Let $G$ be a group, $H$ be a subgroup of finite index and $A$ be a $G$-module.
I'm trying to understand the restriction map on homology $H_{j}(G,A)\to H_{j}(H,A)$ explicitly.
The first step would be to introduce a map $H_{j}(G,A)\to H_{j}(G,\operatorname{Ind}^{G}_{H}(A))$ and then use Shapiro.
We would like to induce this map functorially from a $G$-morphism \begin{equation} \tau\colon A\to\mathbb{Z}[G]\otimes_{\mathbb{Z}[H]}A=\operatorname{Ind}^{G}_{H}(A). \end{equation} Recall that the latter is a $G$-module by the general procedure of extending scalars.
According to Brown's Cohomology of Groups, the map $\tau$ should be \begin{equation} \tau(a)=\sum_{x\in G/H}x\otimes_{\small{H}}x^{-1}a \end{equation} (The notation here means $x$ varies over a fixed chosen system of representatives for $G/H$.)
Now, my question is: why is this a $G$-morphism? One the one hand, we have \begin{equation} \tau(ga)=\sum_{x\in G/H}x\otimes_{H}x^{-1}(ga). \end{equation} On the other hand, we have \begin{equation} g\tau(a)=\sum_{x\in G/H}g(x\otimes_{H}x^{-1}a)=\sum_{x\in G/H}gx\otimes_{H}x^{-1}a. \end{equation} Why are these two equal? I don't get it. Any help will be greatly appreciated. Thanks!
The morphism $\tau(a) = \sum_{x\in G/H}x\otimes_H x^{-1}a$ is independent of the choice of representatives $\{x \in G/H\}$ of $G/H$. Clearly if we have chosen another system of representatives $\{x'\in G/H\}$ then $x = x'h$ for some $h \in H$ and we have $\tau(a) = \sum_{x'\in G/H}x'\otimes_H x'^{-1}a = \sum_{x\in G/H}xh\otimes_H h^{-1}x^{-1}a = \sum_{x\in G/H}x\otimes_H x^{-1}a$.
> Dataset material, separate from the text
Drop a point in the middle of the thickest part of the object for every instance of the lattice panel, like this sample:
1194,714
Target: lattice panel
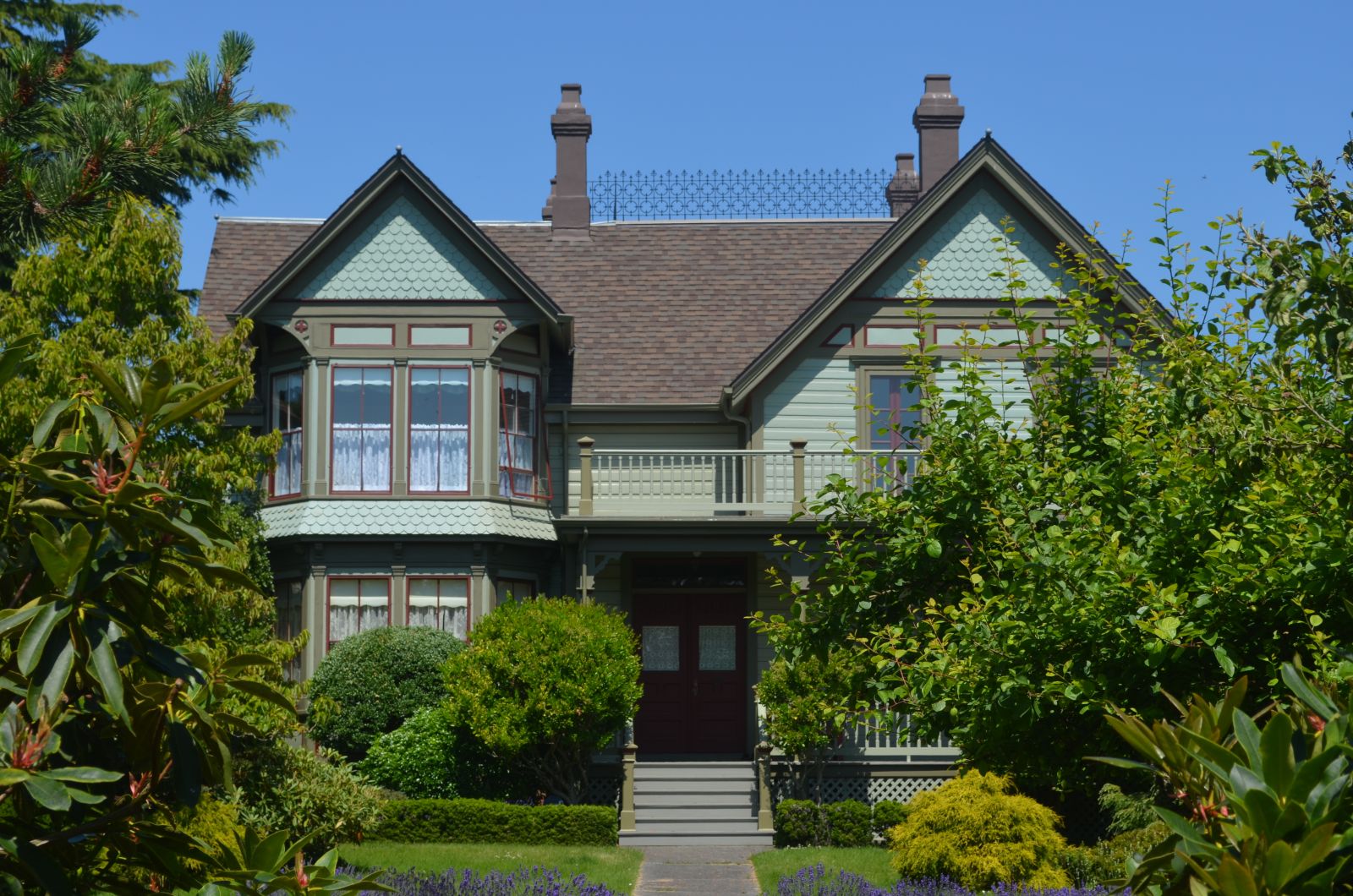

On the other hand, if $\{x\in G/H\}$ is a system of representatives then $\{gx\in G/H\}$ is also a system of representatives for any $g\in G$. Therefore, $\tau(gx) = \sum_{x\in G/H}x\otimes_H x^{-1}(ga) = \sum_{x\in G/H}gx\otimes_H (gx)^{-1}(ga) = g\sum_{x\in G/H}x\otimes_Hx^{-1}a = g\tau(a)$.